Hörgeräte sind bei der Versorgung der Menschen bei Hörschäden vielleicht das entscheidende Element. Wohin geht da technisch die Entwicklung?

Eine spannende Frage. Aktuelle Trends sind wohl der immer besser werdende Klang sowie eine wirkungsvolle Unterdrückung von Störgeräuschen durch die Hörsysteme. Dazu kommen Bewegungssensoren für Sturzerkennung und verbesserte Mikrofonausrichtungen, wie auch eine ausgereifte Bluetoothtechnologie. Letztere dient einer kabellosen Anbindung von Smartphones und TVs an die Hörsysteme. Außerdem stehen in der Hörgeräteindustrie aktuell akkubetriebene Systeme im Fokus. Mit den aktuellen Hörsystemen kann der Träger sein Hörerlebnis 24 Stunden lang genießen. Binnen drei Stunden Ladezeit ist der Akku wieder vollgeladen und für den kommenden Tag einsatzbereit. Ebenso ähneln moderne neue Im-Ohr-Hörsysteme immer mehr den bekannten Ear-Pods von Apple oder den Galaxy Buds von Samsung.

Hat Corona die Menschen zu einem eher nachlässigen Umgang mit ihren Hörproblemen verleitet?

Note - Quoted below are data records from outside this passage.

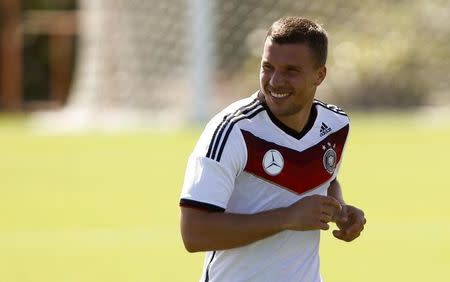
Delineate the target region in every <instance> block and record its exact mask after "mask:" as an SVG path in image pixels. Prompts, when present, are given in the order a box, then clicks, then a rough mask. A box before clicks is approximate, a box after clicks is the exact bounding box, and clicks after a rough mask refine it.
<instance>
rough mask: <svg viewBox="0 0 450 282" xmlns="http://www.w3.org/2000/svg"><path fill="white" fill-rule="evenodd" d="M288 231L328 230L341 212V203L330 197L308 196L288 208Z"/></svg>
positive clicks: (287, 219)
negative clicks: (296, 230)
mask: <svg viewBox="0 0 450 282" xmlns="http://www.w3.org/2000/svg"><path fill="white" fill-rule="evenodd" d="M287 212H288V214H287V220H288V222H287V229H290V230H298V231H306V230H317V229H322V230H328V229H329V228H330V226H329V225H328V222H330V221H332V219H333V218H336V217H337V216H338V215H339V214H340V212H341V205H340V204H339V202H338V201H337V200H336V199H335V198H333V197H330V196H320V195H313V196H307V197H304V198H302V199H300V200H299V201H297V202H295V203H294V204H292V205H291V206H289V207H288V208H287Z"/></svg>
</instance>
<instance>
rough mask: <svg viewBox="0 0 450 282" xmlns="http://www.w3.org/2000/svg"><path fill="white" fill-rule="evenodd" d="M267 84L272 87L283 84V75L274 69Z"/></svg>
mask: <svg viewBox="0 0 450 282" xmlns="http://www.w3.org/2000/svg"><path fill="white" fill-rule="evenodd" d="M269 84H270V86H272V87H274V88H276V87H279V86H284V84H285V80H284V77H283V75H282V74H281V73H280V72H279V71H274V72H273V73H272V76H271V77H270V81H269Z"/></svg>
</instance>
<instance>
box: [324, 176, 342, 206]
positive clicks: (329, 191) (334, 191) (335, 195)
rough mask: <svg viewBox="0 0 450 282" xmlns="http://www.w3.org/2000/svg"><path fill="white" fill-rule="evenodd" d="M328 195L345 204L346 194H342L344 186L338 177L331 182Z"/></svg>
mask: <svg viewBox="0 0 450 282" xmlns="http://www.w3.org/2000/svg"><path fill="white" fill-rule="evenodd" d="M328 196H331V197H333V198H335V199H336V200H338V202H339V203H341V205H345V201H344V196H343V195H342V188H341V185H340V184H339V181H338V180H337V179H335V180H334V181H332V182H331V184H330V187H329V188H328Z"/></svg>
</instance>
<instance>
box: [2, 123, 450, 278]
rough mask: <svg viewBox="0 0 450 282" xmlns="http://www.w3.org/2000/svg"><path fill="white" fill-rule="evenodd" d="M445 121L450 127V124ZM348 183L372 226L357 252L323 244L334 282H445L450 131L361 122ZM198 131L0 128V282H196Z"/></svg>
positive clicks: (16, 126)
mask: <svg viewBox="0 0 450 282" xmlns="http://www.w3.org/2000/svg"><path fill="white" fill-rule="evenodd" d="M447 120H448V119H447ZM352 121H353V126H352V131H351V136H350V142H349V144H348V146H347V149H346V154H345V156H344V163H343V167H342V169H341V176H340V181H341V182H342V184H343V187H344V192H345V196H346V200H347V201H348V202H349V203H352V204H355V205H357V206H360V207H362V208H363V209H364V210H365V212H366V215H367V219H368V223H367V226H366V230H365V231H364V233H363V235H362V237H361V238H359V239H358V240H357V241H355V242H353V243H344V242H340V241H337V240H335V239H334V238H333V237H332V236H331V234H330V232H323V236H322V245H321V258H322V273H323V276H324V278H325V280H326V281H333V282H340V281H342V282H343V281H346V282H351V281H355V282H356V281H358V282H359V281H367V282H372V281H373V282H375V281H377V282H378V281H408V282H415V281H424V280H429V279H431V280H436V281H445V280H446V279H447V277H448V274H447V264H448V261H449V259H450V255H449V254H450V239H449V238H450V227H449V226H450V224H449V223H450V206H449V205H448V203H447V201H448V198H449V196H450V193H449V189H448V187H450V182H449V178H448V177H446V173H447V170H448V160H449V159H450V149H449V148H448V144H450V125H449V124H442V125H440V126H437V125H434V126H431V123H430V122H429V121H427V120H419V119H417V118H416V116H414V115H374V116H354V117H353V118H352ZM199 134H200V131H199V130H188V129H186V130H183V131H179V132H173V133H161V132H129V133H121V134H102V133H95V132H91V133H86V134H79V135H75V134H74V135H58V134H49V133H42V132H40V133H39V132H34V131H32V130H30V129H28V128H27V126H26V123H25V121H24V120H23V118H21V117H15V118H14V117H13V118H8V119H5V118H4V117H0V140H1V141H0V144H1V147H0V156H1V159H2V161H1V162H0V171H1V178H2V181H1V184H0V189H1V195H2V196H1V197H0V211H1V212H0V265H2V267H1V268H0V278H1V279H0V280H2V281H8V282H25V281H33V282H40V281H45V282H53V281H54V282H56V281H58V282H61V281H86V282H88V281H92V282H94V281H95V282H102V281H105V282H106V281H108V282H115V281H117V282H118V281H131V282H132V281H136V282H137V281H197V280H198V277H199V273H200V271H201V267H202V259H203V256H202V255H201V254H188V253H187V252H186V251H185V250H184V249H183V246H182V242H181V238H180V235H179V229H178V222H179V209H178V195H179V192H180V186H181V184H182V179H183V176H184V168H185V164H186V161H187V158H188V155H189V153H190V151H191V149H192V148H193V145H194V143H195V140H196V139H197V137H198V135H199Z"/></svg>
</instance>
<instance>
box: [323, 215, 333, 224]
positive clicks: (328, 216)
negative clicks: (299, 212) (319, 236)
mask: <svg viewBox="0 0 450 282" xmlns="http://www.w3.org/2000/svg"><path fill="white" fill-rule="evenodd" d="M331 218H332V217H331V215H328V214H325V213H322V214H321V216H320V222H324V223H328V222H330V221H331Z"/></svg>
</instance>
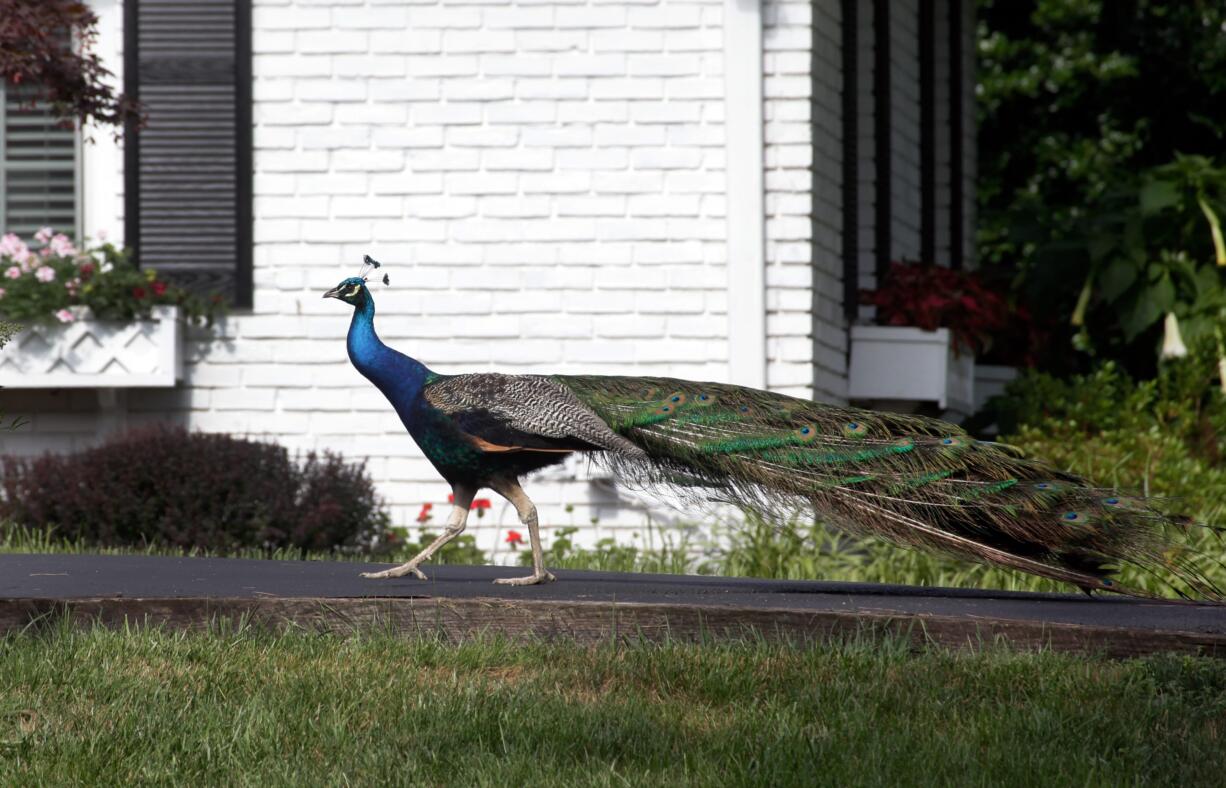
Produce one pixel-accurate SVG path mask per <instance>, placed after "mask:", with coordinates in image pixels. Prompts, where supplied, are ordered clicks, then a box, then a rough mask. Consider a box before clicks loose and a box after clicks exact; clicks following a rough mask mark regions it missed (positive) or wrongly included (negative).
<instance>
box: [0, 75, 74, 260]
mask: <svg viewBox="0 0 1226 788" xmlns="http://www.w3.org/2000/svg"><path fill="white" fill-rule="evenodd" d="M0 93H2V100H4V129H2V130H0V152H2V157H0V165H2V167H4V183H5V189H4V195H2V197H0V199H2V201H4V202H2V206H0V207H2V211H0V216H2V218H4V227H2V230H4V232H11V233H17V234H18V235H21V237H22V238H25V239H26V240H27V241H28V240H32V238H33V234H34V233H36V232H38V229H39V228H42V227H53V228H55V229H56V230H58V232H61V233H65V234H69V235H75V234H76V224H77V216H76V208H77V194H76V191H77V190H76V183H77V179H76V167H77V143H76V132H75V131H74V129H72V127H71V126H69V127H65V125H64V120H63V119H61V118H60V116H58V115H55V114H54V113H53V110H51V108H50V107H49V105H47V104H45V103H40V102H32V100H31V99H32V98H33V97H34V96H36V94H34V93H33V92H32V91H31V88H26V87H12V86H7V87H6V88H5V87H0Z"/></svg>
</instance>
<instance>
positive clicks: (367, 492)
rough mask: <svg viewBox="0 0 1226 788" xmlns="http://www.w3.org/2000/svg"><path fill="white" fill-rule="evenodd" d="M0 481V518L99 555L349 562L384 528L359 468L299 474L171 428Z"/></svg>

Nach meiner persönlichen Einschätzung eher ein Nein. Die Menschen sind zwar vorsichtiger geworden und haben Angst, sich beispielsweise in der Stadt mit Corona anzustecken. Wenn es jedoch um die Hörgesundheit geht, sehe ich hier keine Nachlässigkeit. Gerade durch die Pandemie fällt insbesondere durch die anhaltende Maskenpflicht das schlechtere Hören mehr auf, als noch vor Corona. Das Problem: Das Lippenbild fällt weg und dadurch wird das Verstehen schwieriger. Sobald also eine sensible Phase bei einer beginnenden Schwerhörigkeit einsetzt, wird oft der Weg zum Akustiker gesucht. Ich denke, dass der anhaltende Fitnesstrend auch in Zeiten von Corona dafür sorgt, dass es sich die Menschen wert sind, nach ihrer Gesundheit zu sorgen. Dazu zählt auch unser Gehör.